The city’s geological location plays another major factor in developing a strong fashion industry because Columbus, just like Indianapolis, is centrally located in the nation and many major metropolitan areas are less than a 10 hour drive away. This ensures that the central headquarters of a company is truly at the center for the numerous national brand locations. Columbus is planning to capitalize on their central location by becoming a logistical hub for retail inventory delivery as well. Many retailers could guarantee next-day delivery when shipping from Columbus because it is a day’s drive from 44% of North America’s total population; plus, these retailers, more often than not, have a really efficient shipping software.
Plus, these retail giants are constantly encouraged to stay in Ohio and grow economically with the Job Creation Tax Credit. This is a refundable tax credit to companies creating at least 25 full-time jobs within three years in the state of Ohio. After all, these new full-time jobs are considered low-cost. Columbus is constantly listed with Indianapolis as an area with low workforce costs for both management and office support. Columbus is also known for being small-business friendly and is constantly ranked as a top 10 city for small businesses.
These economic factors are causing a population boom within the city of Columbus. Franklin County, the county that Columbus is located in, saw a dramatic population increase starting in the 2000s. By 2013, the metropolitan area ranked as the 13th fastest growing city in the United States. The Urban Land Institute of Columbus is currently in the planning stages of a massive, long-term “blueprint” for sustaining and growing Columbus’ rapidly growing population.
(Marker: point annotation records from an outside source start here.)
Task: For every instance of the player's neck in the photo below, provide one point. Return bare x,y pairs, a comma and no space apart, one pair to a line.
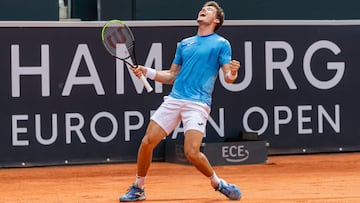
205,30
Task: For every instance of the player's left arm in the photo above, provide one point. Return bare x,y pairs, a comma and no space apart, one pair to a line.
230,71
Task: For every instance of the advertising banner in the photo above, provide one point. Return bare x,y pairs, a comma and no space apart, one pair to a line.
64,99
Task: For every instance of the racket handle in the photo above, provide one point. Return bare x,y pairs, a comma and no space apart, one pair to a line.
146,83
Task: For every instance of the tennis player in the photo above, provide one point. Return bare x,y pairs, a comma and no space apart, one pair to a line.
193,73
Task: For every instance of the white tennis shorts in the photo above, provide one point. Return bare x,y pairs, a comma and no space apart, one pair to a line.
193,115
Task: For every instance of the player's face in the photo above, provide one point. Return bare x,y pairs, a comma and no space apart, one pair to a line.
207,15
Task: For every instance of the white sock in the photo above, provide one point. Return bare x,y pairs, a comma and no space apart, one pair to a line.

City planners expect about 604,000 additional people to relocate to the Columbus-area by the year 2050. Promoting job growth and training skilled workers are some of the top priorities for city officials to ensure major population as well as economic growth for Columbus. The 2050 Columbus Blueprint recognizes the importance of retail and is specifically planning for the “evolving retail marketplace” with special attention given to developing retail in mixed-use places, business incubation partnerships, and the creation of a retail logistical hub in the area.
Columbus had the opportunities readily available for young fashion designers to thrive and these designers chose to stay in the Midwestern city. An estimated 60 to 70 percent of Columbus College of Art and Design fashion graduates remain in Columbus. Fashion designers live in Columbus, work in Columbus, and bring a creative, fun factor to the Columbus community that inspires others. More importantly, the city and people of Columbus recognize design as a legitimate source of economic development.
There is an apparent need for plentiful opportunities and professional training provided and readily available for these young professionals. The tech industry in Indianapolis is thriving and already bringing in bright new minds, why not create another equally creative and thriving industry? Possibly a partnership with the fashion industry and the tech industry will help with retention and the attraction of young professionals to our city. Wearable tech (outfits that respond to the surrounding environment for example) is taking off in cities like Austin and San Francisco. Or Indianapolis could benefit by simply following the examples of our neighbors to the east when it comes to cultivating a burgeoning new industry. Bringing in major retailers to Indianapolis who want to collaborate with talented local designers may seem lofty at first, but it is certainly an obtainable goal. It’s time that Indy takes a leap of faith into the right direction, towards an exciting new fashion industry right here in our city!